The qRT-PCR technique was originally used to measure virus loads in patients for diagnosis in different diseases such as CMV, EBV, and HBV (252–254) and for monitoring viral infections in transplanted patients (255,256). Others have used qRT-PCR in follow-up examinations for treating patients with hematological cancers (257). Still others have looked for evidence of micro-metastases in blood, lymph nodes and bone marrow, by measuring the expression level of cancer specific markers (258). However, little information, is available in the literature about the utilization of qRT-PCR for immune monitoring, as this methodology as been only recently applied to this field. Although various authors have applied this technology to the analysis of immune related markers in vivo in small samples, most of these studies were not specifically related to immune monitoring of vaccinated patients (246,247,259–261). Investigators at the National Cancer Institute Surgery Branch identified T-cell reactivity toward epitopes used for active-specific vaccination of melanoma patients by measuring IFN-γ transcript levels in PBMC obtained before and after treatment and stimulated ex vivo with the vaccine-relevant epitope (5). Evidence of vaccine induced sensitization of circulating lymphocytes obtained with qRT-PCR correlated with results obtained with classic in vitro sensitization methods (244) as well as T-cell phenotyping with tetrameric HLA/epitope complexes and intra-cellular cytokine detection by FACS analysis (6,241). A significant advantage to the use of qRT-PCR for immune monitoring is its flexibility. In addition to monitoring immune reactivity against individual tumor-associated peptides restricted by specific HLA molecules, qRT-PCR can also be applied to analyze immune reactivity against whole proteins, mixtures of proteins or even whole tumor cells without knowledge of the relevant peptides or restriction elements. For instance, to monitor reactivities raised in patients with cancer of various HLA types by immunization against a tumor-associated protein, autologous antigen presenting cells manipulated to transiently express the protein of interest have been used to stimulate cytokine mRNA production from PBL collected from patients before, during and after therapy (Topalian et al., manuscript in preparation).
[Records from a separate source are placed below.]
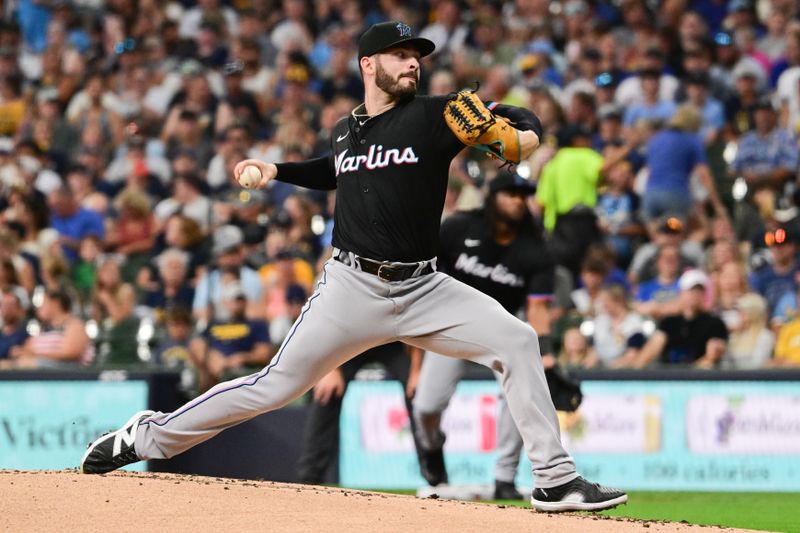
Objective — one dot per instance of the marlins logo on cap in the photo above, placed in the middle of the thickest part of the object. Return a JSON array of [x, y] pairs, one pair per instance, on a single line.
[[382, 36], [404, 29]]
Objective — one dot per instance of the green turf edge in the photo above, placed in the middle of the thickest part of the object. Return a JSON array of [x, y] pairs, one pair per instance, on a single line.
[[765, 511]]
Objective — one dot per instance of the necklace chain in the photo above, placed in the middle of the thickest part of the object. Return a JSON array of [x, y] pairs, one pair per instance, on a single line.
[[359, 116]]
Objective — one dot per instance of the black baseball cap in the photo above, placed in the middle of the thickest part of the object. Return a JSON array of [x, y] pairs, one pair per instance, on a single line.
[[507, 181], [385, 35]]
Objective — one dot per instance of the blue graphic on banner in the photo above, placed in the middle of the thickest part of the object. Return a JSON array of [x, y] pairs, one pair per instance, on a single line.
[[686, 435], [47, 424]]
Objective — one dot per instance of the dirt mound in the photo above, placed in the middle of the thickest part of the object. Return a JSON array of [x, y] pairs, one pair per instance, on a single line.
[[137, 502]]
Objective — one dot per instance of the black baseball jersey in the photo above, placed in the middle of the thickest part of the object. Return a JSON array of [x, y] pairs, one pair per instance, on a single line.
[[508, 273], [390, 172]]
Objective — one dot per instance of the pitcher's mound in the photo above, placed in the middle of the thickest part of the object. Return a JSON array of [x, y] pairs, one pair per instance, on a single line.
[[138, 502]]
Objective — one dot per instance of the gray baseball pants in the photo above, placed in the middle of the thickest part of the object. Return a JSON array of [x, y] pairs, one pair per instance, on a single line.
[[437, 384], [352, 311]]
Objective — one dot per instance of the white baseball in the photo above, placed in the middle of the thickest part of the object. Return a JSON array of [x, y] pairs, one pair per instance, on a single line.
[[250, 177]]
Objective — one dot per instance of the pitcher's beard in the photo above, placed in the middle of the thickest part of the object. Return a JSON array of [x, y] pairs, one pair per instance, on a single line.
[[392, 87]]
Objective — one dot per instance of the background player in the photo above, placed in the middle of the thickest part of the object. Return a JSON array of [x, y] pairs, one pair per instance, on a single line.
[[500, 251], [321, 433], [389, 165]]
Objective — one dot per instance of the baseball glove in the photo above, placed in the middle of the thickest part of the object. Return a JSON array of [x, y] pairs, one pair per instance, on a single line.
[[476, 126]]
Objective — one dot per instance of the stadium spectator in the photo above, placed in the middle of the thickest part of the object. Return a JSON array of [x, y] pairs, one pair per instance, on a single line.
[[232, 343], [72, 222], [14, 304], [173, 349], [711, 110], [171, 289], [657, 297], [673, 155], [135, 166], [84, 271], [691, 337], [228, 251], [575, 351], [767, 156], [651, 87], [618, 331], [779, 277], [184, 233], [586, 298], [618, 212], [132, 235], [62, 341], [113, 302], [187, 199], [751, 342], [652, 107], [730, 284], [669, 232]]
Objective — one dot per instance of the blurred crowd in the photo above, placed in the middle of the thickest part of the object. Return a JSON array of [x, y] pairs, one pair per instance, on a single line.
[[667, 175]]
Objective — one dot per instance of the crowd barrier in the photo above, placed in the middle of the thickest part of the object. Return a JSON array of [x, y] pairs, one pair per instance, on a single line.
[[645, 430]]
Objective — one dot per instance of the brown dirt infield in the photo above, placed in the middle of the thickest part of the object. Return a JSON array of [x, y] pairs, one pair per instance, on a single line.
[[143, 502]]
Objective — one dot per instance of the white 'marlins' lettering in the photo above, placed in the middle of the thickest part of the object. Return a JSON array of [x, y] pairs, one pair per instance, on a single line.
[[498, 273], [376, 157]]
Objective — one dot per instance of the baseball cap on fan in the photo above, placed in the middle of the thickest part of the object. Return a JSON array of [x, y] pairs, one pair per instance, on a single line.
[[385, 35]]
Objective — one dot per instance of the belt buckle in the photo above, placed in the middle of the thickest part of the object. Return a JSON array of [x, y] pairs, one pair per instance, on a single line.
[[380, 270]]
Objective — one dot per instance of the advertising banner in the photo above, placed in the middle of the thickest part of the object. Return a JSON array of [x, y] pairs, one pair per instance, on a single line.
[[48, 424], [729, 436]]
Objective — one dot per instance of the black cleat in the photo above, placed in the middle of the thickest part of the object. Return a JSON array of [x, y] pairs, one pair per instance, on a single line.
[[504, 490], [577, 495], [431, 466], [113, 450]]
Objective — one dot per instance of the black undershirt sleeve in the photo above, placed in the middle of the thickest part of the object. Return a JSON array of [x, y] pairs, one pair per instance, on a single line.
[[521, 118], [312, 174]]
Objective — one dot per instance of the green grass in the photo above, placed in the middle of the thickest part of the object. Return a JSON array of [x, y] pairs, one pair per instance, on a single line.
[[766, 511], [773, 511]]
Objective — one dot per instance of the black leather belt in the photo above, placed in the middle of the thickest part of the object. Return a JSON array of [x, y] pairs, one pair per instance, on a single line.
[[385, 271]]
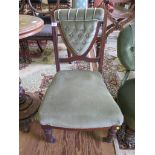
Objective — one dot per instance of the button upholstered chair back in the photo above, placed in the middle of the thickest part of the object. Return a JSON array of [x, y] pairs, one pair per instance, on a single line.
[[79, 30]]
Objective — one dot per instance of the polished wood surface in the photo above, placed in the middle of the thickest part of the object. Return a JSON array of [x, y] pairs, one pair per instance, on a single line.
[[67, 143], [29, 25]]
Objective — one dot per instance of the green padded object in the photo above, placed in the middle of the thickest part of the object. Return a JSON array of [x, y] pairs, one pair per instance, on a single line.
[[79, 99], [126, 47], [79, 14], [79, 34], [126, 101], [79, 27]]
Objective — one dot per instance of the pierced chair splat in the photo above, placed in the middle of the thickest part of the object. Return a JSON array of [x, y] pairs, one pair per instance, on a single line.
[[78, 99]]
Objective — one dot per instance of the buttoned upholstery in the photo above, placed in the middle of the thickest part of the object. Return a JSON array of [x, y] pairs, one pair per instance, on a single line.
[[46, 31], [79, 27], [79, 99]]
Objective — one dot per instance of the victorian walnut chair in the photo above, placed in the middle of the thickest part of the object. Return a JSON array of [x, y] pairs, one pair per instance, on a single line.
[[122, 13], [126, 93], [75, 99]]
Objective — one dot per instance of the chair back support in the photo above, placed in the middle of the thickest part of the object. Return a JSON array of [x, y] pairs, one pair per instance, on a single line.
[[126, 47], [79, 30]]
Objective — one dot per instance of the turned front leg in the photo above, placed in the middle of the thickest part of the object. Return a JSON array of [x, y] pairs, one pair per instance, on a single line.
[[111, 134], [48, 133]]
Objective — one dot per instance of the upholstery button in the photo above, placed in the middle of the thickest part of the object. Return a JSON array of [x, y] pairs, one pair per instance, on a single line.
[[87, 35], [84, 42], [79, 35], [71, 34]]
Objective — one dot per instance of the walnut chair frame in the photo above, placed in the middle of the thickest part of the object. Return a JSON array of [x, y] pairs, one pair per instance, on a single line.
[[120, 19], [83, 57]]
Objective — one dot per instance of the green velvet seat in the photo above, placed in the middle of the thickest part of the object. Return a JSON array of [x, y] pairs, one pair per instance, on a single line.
[[79, 99], [126, 93]]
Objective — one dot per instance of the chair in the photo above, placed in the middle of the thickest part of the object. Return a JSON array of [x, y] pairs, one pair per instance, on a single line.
[[126, 93], [82, 3], [122, 13], [76, 99]]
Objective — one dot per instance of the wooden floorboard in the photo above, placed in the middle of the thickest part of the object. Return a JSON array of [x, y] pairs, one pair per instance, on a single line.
[[67, 143]]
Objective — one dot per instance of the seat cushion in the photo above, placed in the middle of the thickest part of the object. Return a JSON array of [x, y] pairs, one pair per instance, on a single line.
[[126, 101], [79, 99]]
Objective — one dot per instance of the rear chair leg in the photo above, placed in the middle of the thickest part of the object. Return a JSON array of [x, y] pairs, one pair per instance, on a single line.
[[111, 134], [48, 133]]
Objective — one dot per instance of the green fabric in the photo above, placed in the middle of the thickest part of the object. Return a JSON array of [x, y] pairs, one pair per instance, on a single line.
[[79, 27], [126, 47], [79, 14], [78, 34], [79, 99], [126, 101]]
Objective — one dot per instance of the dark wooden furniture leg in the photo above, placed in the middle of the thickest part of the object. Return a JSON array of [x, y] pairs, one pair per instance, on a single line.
[[38, 43], [25, 51], [111, 135], [48, 133], [28, 107], [69, 55], [126, 137], [24, 125]]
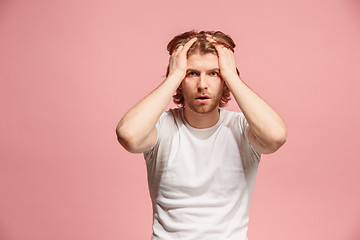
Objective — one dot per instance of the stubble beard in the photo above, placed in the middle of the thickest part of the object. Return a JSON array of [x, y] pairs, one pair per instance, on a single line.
[[204, 108]]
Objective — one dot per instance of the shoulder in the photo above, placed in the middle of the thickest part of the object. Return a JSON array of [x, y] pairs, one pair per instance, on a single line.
[[231, 117]]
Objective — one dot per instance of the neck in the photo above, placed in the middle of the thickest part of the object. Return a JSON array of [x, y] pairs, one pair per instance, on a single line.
[[201, 120]]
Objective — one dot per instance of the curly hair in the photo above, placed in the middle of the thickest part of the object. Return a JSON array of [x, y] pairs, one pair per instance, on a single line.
[[201, 46]]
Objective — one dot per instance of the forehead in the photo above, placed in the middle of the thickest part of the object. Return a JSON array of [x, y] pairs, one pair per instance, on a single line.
[[202, 61]]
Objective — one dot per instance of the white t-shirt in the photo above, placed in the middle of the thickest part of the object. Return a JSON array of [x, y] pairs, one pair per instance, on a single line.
[[201, 180]]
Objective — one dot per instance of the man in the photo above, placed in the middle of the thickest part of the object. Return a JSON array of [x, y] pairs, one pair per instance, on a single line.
[[201, 160]]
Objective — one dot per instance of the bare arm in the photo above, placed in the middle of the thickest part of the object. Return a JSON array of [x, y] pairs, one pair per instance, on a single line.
[[267, 130], [136, 131]]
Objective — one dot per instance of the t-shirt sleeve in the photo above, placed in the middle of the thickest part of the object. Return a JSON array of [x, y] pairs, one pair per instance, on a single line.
[[249, 153]]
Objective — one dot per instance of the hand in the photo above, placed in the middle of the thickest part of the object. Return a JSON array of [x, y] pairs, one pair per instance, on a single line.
[[178, 59], [226, 60]]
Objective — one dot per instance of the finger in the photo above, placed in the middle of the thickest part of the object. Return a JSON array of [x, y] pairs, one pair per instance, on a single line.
[[189, 44], [177, 50]]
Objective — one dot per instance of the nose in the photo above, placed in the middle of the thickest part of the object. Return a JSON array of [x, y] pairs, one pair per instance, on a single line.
[[202, 83]]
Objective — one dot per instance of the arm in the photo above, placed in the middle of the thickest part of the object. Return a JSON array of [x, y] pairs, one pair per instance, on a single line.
[[267, 130], [136, 131]]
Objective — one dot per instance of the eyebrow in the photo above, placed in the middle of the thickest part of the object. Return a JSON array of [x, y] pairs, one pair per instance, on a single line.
[[211, 70]]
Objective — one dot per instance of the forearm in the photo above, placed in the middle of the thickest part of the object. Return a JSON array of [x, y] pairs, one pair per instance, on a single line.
[[265, 123], [139, 122]]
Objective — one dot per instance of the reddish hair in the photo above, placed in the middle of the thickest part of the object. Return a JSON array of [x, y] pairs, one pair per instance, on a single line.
[[201, 46]]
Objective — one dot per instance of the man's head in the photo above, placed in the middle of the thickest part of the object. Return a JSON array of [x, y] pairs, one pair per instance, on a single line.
[[202, 46]]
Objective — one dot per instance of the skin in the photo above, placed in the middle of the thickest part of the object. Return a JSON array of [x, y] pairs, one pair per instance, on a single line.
[[202, 80], [136, 131]]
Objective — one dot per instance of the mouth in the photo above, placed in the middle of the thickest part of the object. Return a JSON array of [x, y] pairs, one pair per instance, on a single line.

An important application of qRT-PCR in our experience has been the analysis of tumor specimens obtained from fine-needle aspirates. With this strategy, Morcellun measured dynamic changes in expression of tumor antigens (249), cytokines and other immune cell specific markers (262) during immunization. Although some of these markers could have been assessed by immunohistochemistry, for others there was no available antibody. In addition, the limited amount of material obtainable with fine needle aspiration would not have allowed the preparation of a sufficient number of cytology slides to study more than a few markers, while the RNA extracted from individual fine needle aspirates and amplified according to Wang's method (248) allowed the study of a virtually unlimited number of genes (263).
In conclusion, the qRT-PCR represents a useful tool for the monitoring of patients with cancer undergoing immune manipulation. This tool offers unique advantages and should be considered as part of a repertoire used to design a comprehensive immune monitoring strategy.
Flanagan et al. compared responses to multiple malarial peptides using ex vivo ELISPOT, cultured ELISPOT, and lymphoproliferation assays (156). All three assays demonstrated immune responses; however, different peptide recognition patterns were observed in the three assays with little correlation between them. There was a trend for the lymphoproliferation, but not the ELISPOT data to correlate with antibody responses. Thus, ELISPOT and lymphoproliferation assays appear to measure different aspects of the immune response.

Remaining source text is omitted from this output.